This Chocolate Peanut Butter Fudge Brownie recipe is no-bake, raw, vegan, super simple to make and tastes divine. If you are a chocolate and peanut butter fan you will enjoy this recipe.
The bottom layer of this recipe is a nutty, raw, chocolate brownie. The top layer is a creamy, chocolate peanut butter fudge.
Before serving this recipe I drizzled over my famous peanut butter candy coating and dark chocolate candy coating.
This recipe rich and you only need a small slice of this dessert to feel super satisfied.
This recipe has worked its way up to one of my favorite dessert recipes.

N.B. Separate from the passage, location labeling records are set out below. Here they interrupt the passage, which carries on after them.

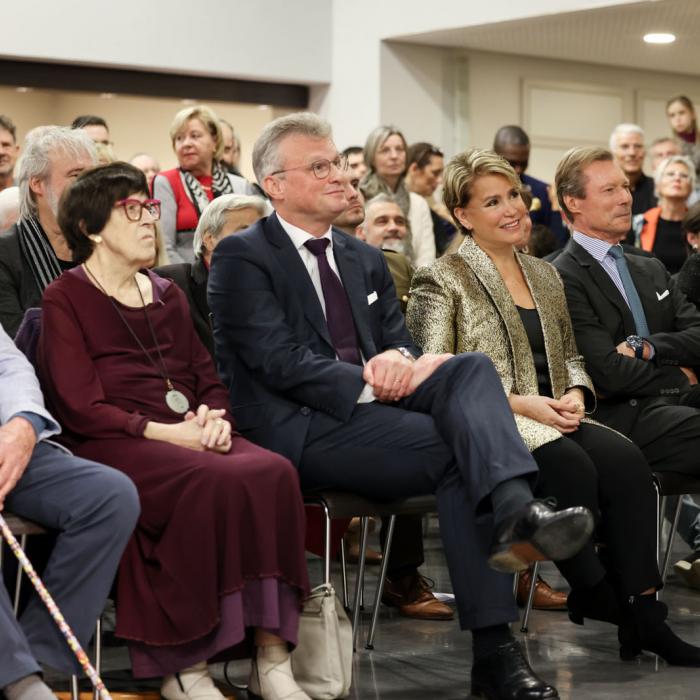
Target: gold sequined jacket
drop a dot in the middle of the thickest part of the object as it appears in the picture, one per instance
(461, 304)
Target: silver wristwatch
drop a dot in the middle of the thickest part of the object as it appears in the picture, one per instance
(406, 353)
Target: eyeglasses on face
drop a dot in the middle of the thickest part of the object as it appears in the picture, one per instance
(321, 168)
(133, 208)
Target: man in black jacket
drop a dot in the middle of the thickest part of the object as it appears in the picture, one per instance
(312, 342)
(34, 252)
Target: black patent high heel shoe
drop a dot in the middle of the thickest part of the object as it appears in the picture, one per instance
(598, 602)
(644, 628)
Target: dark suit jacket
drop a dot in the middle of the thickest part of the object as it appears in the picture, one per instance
(602, 320)
(18, 288)
(272, 342)
(192, 279)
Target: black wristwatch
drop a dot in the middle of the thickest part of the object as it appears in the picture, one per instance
(637, 344)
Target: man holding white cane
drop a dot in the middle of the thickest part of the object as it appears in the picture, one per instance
(92, 507)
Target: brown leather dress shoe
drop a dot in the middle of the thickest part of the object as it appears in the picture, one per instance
(546, 598)
(413, 598)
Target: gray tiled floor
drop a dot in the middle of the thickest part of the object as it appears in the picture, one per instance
(429, 660)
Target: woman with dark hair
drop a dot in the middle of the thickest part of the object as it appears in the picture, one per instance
(489, 298)
(385, 156)
(217, 558)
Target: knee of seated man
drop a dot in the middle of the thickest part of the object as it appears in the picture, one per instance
(118, 496)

For more of my favorite secretly healthy dessert recipes see the links below:
- Healthy Ginger Snap Cookies
- Healthy Double Chocolate Pudding Tart Avocado Chocolate Pudding
- The BEST Vegan SNICKERS Ice Cream Bites
- Double Chocolate Walnut Crunch Glazed Doughnuts
- Ginger Snap Cookie & Pecan Pie Ice Cream Sandwiches
- Healthy Chocolate Fudge Oat Bars
- Triple Peanut Butter Vegan Ice Cream Bites
- Dulce de Leche Banana Cream Pie
- Dreamy Lemon Cream Pie
- Vegan MOUNDS BAR Brownies
This recipe is gluten free, vegan, raw, dairy free, high fiber and packed with secret healthy ingredients.

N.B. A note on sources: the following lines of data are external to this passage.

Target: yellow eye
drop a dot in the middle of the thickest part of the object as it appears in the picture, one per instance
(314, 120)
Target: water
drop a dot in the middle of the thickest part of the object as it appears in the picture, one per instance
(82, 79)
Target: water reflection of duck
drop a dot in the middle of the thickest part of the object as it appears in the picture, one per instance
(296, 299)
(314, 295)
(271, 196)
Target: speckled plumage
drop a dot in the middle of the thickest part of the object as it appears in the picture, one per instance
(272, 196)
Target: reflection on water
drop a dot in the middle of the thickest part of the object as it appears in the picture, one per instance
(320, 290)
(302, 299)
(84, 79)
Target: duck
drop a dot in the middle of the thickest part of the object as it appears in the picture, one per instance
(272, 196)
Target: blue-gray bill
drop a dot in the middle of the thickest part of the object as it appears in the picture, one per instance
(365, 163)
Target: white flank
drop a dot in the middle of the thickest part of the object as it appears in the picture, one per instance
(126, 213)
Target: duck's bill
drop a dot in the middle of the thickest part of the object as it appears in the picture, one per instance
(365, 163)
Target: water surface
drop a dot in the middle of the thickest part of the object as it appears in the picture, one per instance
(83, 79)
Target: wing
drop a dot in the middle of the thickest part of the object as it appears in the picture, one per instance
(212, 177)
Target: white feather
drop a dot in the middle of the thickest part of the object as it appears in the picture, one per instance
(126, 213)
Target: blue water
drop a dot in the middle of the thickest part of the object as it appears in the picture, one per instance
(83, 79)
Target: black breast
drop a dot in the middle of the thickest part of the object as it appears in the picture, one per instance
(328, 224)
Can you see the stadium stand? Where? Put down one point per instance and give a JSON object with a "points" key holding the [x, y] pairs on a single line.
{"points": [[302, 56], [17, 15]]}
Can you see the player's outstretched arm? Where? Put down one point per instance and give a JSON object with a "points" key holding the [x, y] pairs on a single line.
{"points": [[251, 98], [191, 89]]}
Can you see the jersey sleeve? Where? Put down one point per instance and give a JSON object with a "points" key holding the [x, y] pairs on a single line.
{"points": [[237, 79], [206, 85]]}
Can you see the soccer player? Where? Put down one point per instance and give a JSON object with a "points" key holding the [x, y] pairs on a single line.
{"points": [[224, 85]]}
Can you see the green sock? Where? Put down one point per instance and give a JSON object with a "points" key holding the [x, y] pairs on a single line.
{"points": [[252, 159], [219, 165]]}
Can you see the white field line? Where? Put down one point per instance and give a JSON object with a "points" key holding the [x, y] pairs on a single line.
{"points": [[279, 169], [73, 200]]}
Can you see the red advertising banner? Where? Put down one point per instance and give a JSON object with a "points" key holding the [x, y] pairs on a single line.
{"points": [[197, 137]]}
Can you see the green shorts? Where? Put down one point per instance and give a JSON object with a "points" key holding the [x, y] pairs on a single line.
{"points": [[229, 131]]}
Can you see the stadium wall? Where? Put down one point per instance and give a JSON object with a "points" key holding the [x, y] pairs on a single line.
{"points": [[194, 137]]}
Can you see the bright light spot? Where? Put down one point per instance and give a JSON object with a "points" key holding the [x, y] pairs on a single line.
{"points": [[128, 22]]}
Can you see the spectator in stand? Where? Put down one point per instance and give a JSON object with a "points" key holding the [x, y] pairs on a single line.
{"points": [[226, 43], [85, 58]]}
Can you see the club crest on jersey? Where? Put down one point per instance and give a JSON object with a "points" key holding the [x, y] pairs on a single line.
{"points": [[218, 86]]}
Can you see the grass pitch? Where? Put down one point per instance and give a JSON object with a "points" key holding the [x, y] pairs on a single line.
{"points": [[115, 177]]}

If you make this recipe or any other from the DAMY Health Blog or The Healthy Rebel App please make sure to use the hashtags #DAMYHealth & #HealthyRebel when sharing your pictures on Facebook, Pinterest and Instagram so I can enjoy your versions of my treats!
Ingredients:
- 1 Cup Natural Almonds (You could also sub peanuts here if you wish)
- 1 Cup Natural Walnuts
- 1 Cup Soft Fresh Pitted Medjool Dates
- 1/4 tsp Sea Salt
- 1 tsp Vanilla Extract
- 3-4 Tbsp Natural Cocoa Powder (you can use carob here if you wish)

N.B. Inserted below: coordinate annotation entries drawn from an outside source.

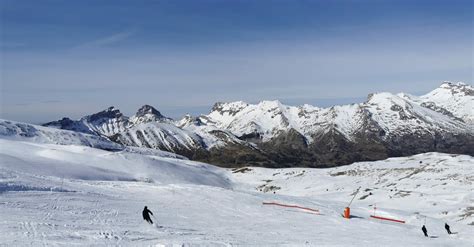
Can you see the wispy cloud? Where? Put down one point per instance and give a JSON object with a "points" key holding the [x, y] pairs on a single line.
{"points": [[108, 40]]}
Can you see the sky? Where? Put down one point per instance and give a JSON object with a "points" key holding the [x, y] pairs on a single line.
{"points": [[73, 58]]}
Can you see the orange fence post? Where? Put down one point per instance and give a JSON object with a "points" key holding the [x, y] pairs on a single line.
{"points": [[347, 212]]}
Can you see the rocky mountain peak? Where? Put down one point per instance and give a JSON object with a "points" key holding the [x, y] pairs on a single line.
{"points": [[458, 88], [231, 108], [108, 113], [148, 109]]}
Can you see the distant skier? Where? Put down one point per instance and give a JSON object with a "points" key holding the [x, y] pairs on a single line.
{"points": [[146, 215], [424, 230], [446, 226]]}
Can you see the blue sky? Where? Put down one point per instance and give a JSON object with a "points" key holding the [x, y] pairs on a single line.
{"points": [[71, 58]]}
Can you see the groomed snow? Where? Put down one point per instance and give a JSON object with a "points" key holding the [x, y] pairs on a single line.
{"points": [[67, 195]]}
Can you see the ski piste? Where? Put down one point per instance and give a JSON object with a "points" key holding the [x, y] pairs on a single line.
{"points": [[90, 196]]}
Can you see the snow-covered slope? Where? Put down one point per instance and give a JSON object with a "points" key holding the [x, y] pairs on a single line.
{"points": [[158, 135], [432, 184], [28, 132], [75, 195], [456, 98], [276, 135], [393, 113]]}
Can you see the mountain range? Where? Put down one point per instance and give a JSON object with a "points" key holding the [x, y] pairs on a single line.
{"points": [[272, 134]]}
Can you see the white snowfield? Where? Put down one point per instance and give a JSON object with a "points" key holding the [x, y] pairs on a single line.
{"points": [[70, 195]]}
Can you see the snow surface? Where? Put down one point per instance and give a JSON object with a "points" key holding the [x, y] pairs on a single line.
{"points": [[396, 114], [70, 195]]}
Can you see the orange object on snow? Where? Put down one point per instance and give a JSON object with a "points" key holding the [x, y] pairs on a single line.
{"points": [[290, 206], [347, 212]]}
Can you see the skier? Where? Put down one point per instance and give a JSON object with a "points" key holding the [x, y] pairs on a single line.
{"points": [[146, 215], [424, 230], [446, 226]]}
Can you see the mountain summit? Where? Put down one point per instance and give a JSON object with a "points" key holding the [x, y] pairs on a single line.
{"points": [[276, 135]]}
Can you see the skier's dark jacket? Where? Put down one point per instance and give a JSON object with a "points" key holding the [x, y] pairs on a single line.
{"points": [[145, 213]]}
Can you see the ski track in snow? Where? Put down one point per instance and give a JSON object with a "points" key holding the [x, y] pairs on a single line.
{"points": [[59, 206]]}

- 5 Large Ripe Avocados (Pitted and Peeled)
- 1/2 Cup All Natural Pure Peanut Butter (Almond Butter if you don't like peanut butter)
- 1 tsp Vanilla Extract
- 1/2 tsp Instant Espresso (Optional but gives it an awesome flavour)
- 1/4 Cup Plus 2 Tbsp Cocoa Powder
- 4 Tbsp Maple Syrup (Coconut Sap or Agave) *If you don't find this sweet enough feel free to add a few drops of liquid stevia.
- 1 Handful (to taste) Mini Vegan Chocolate Chips
Directions:
- Place all crust ingredients in the food processor and pulse until the mixture is a crumbly dough.
- Grease your 8x8 pan with a healthy non-stick cooking oil OR line with an over flowing piece of parchment paper for easy removal.
- Press dough evenly into the bottom of your baking dish.
- Place all chocolate peanut butter fudge ingredients (except mini chocolate chips) into a clean food processor bowl and blend until completely smooth stopping to scrape down the sides.
- Hand mix-in mini chocolate chips.
- Layer on top of chocolate brownie crust.
- Place in the freezer for 3 hours OR overnight.
- Remove from freezer, let sit for 5-10 minutes before slicing, slice and serve immediately.
- Store in the freezer.
- *In the pictures above I used the linked Icy Square Chocolate and Peanut Butter Coating.
DAMY Members - 1-2 Slices is a great treat option.